Although none of the Spanish chroniclers laid out for us how to read an actual khipu (there is much general commentary on idealized or abstract samples), nonetheless, the colonial chronicles and documents are the best sources of information on the roles, status and manipulation of these devices in Inca administrative practice. Several useful summaries of the colonial testimony have been published to date (e. g., Locke 1923; Quilter and Urton 2002; Urton n. d.). Chroniclers insist that khipu were consulted in relation to a variety of matters of interest to the Inca state, from censuses and tribute records (Acosta 2002: 349-350; Cieza de Leon 1967: 62, 67; Garcilaso de la Vega 1966: 274-275), to astronomy and calendrics (Guaman Poma 1980), to the keeping of what are often referred to as historical annals (Molina 1916). Both Antonio de la Calancha (1974) and Garcilaso de la Vega (1966) assert that they learned how to read certain types of khipu. These and other sources have been studied closely (e. g., Parssinen 1992; Quilter and Urton 2002), but the data and recording principles described in these accounts have not yet led to significant breakthroughs in decoding extant khipu samples.

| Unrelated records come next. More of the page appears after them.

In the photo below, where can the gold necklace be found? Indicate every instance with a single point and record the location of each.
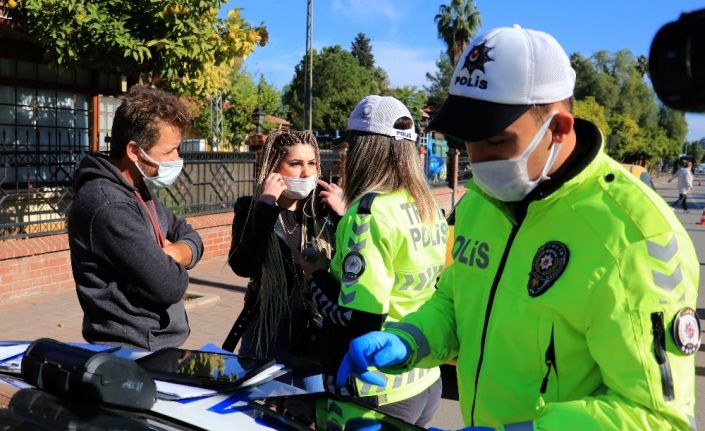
(289, 232)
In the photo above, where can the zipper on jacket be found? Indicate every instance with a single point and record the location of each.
(490, 302)
(550, 361)
(661, 358)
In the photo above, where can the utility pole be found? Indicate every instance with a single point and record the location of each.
(217, 120)
(308, 70)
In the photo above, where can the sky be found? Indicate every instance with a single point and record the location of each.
(405, 42)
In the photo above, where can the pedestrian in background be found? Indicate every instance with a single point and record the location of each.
(129, 253)
(571, 299)
(685, 184)
(279, 319)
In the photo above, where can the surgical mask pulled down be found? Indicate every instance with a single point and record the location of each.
(298, 188)
(168, 171)
(508, 180)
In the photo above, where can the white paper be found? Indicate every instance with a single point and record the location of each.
(263, 376)
(182, 391)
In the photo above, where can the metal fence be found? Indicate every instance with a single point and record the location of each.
(36, 186)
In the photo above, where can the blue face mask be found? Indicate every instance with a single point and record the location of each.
(168, 171)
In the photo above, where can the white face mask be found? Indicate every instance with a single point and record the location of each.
(168, 171)
(298, 188)
(508, 180)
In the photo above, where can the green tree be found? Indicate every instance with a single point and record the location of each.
(622, 139)
(439, 81)
(339, 82)
(240, 99)
(635, 98)
(361, 49)
(673, 123)
(269, 98)
(456, 24)
(590, 110)
(177, 44)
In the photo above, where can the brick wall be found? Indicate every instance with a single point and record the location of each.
(39, 265)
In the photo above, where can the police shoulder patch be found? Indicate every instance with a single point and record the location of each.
(353, 265)
(549, 263)
(686, 331)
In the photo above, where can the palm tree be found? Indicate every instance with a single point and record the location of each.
(456, 24)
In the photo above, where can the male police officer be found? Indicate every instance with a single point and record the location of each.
(570, 300)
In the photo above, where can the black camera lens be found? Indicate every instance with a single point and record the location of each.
(677, 62)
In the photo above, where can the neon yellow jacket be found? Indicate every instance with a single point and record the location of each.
(591, 338)
(387, 262)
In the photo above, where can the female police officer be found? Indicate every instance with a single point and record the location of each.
(570, 301)
(390, 247)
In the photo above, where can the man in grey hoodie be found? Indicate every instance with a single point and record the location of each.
(129, 253)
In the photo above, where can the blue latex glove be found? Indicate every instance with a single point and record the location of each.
(362, 424)
(376, 349)
(465, 429)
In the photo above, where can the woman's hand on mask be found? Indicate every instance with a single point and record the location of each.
(332, 195)
(272, 188)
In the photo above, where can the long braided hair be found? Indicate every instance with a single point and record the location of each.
(273, 300)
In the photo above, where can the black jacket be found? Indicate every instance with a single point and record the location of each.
(131, 292)
(247, 254)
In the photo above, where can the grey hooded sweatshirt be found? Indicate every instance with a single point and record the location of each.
(131, 292)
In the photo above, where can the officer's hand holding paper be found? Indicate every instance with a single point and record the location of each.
(375, 349)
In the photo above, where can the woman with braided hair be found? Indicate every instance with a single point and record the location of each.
(279, 319)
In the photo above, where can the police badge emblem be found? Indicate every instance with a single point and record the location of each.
(549, 263)
(686, 331)
(353, 265)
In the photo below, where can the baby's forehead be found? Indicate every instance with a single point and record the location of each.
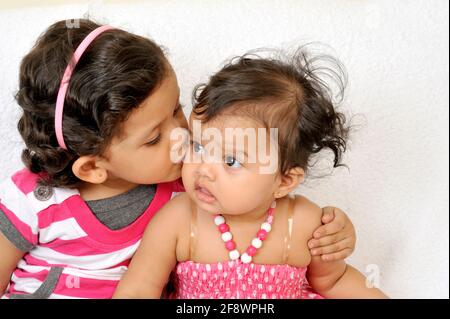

In addition to the various accounts and commentaries on khipu contained in the Spanish chronicles, we have a growing body of so-called khipu transcriptions (Parssinen and Kiviharju 2004). These are documents written by Spanish scribes in (Spanish) alphabetic script from translations of readings of khipu given by native record keepers in their native Andean languages (especially Quechua and Aymara). While the khipu transcriptions primarily focus on the types of information that were of most immediate, practical interest to Spanish administrators (e. g., census data and both pre-Hispanic and colonial tribute accounts), two features of these transcriptions render such documents of great importance in present-day efforts to understand how information was encoded onto and decoded from both statistical and narrative records.
In the first place, the identities mentioned in these documents (e. g., individual offices and statuses and various types of plants, animals, manufactured products, etc.) were clearly of enduring significance to the Inca record keepers. Many of these same objects and identities are presumably also recorded in some of the extant khipu. Secondly, it has been shown (Murra 1975; Parssinen 1992) that, while not universal or invariant, the order in which these identities were placed, read and transcribed from samples reflects principles of organization, classification, and precedence that would have had salience in Inca record keeping more generally. Therefore, the khipu transcriptions contain both information and organizational principles that may eventually provide clues for our on-going efforts to decipher Inca statistical and even narrative khipu.